7

I am running ELK (Elasticsearch, Logstash, Kibana) in cluster where docker containers are running. Those containers sends logs to Logstash via GELF endpoint.

docker run  --log-driver=gelf --log-opt gelf-address=udp://somehost:12201 -ti    my-app:latest 

And then I process logs in Logstash. Here, I want to collapse multiline messages and merge them into a single event (Java exception in my case). My config is:

input {
    gelf {} 
}
filter{
    multiline {
      pattern => "^%{TIMESTAMP_ISO8601}"
      negate => true
      what => "previous"
      source => "short_message"
      }
}
output {
    stdout { codec => rubydebug }
}

It works perfectly when I process logs from one docker container, but for two or more it does not work, because it collapse messages of both (or more) logs streams.
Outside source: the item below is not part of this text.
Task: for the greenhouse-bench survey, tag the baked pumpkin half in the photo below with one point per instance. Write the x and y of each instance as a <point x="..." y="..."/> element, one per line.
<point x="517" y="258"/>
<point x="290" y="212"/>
I would expect, that setting up multilining in input would solve the problem

input {
    gelf {
      filter{
         multiline {
            pattern => "^%{TIMESTAMP_ISO8601}"
            negate => true
            what => "previous"
         }
     }
}

but multilining does not work correctly with this set up (seems because of bug). Any suggestions? Thanks.

I am using: Docker 1.9.1, Logstash 2.1

jiri463
  • 859
  • 1
  • 8
  • 21

1 Answers1

9

We solved it by using the option 'stream_identity' of the multiline filtering.

The stream identity is how the multiline filter determines which stream an event belongs to. This is generally used for differentiating, say, events coming from multiple files in the same file input, or multiple connections coming from a tcp input.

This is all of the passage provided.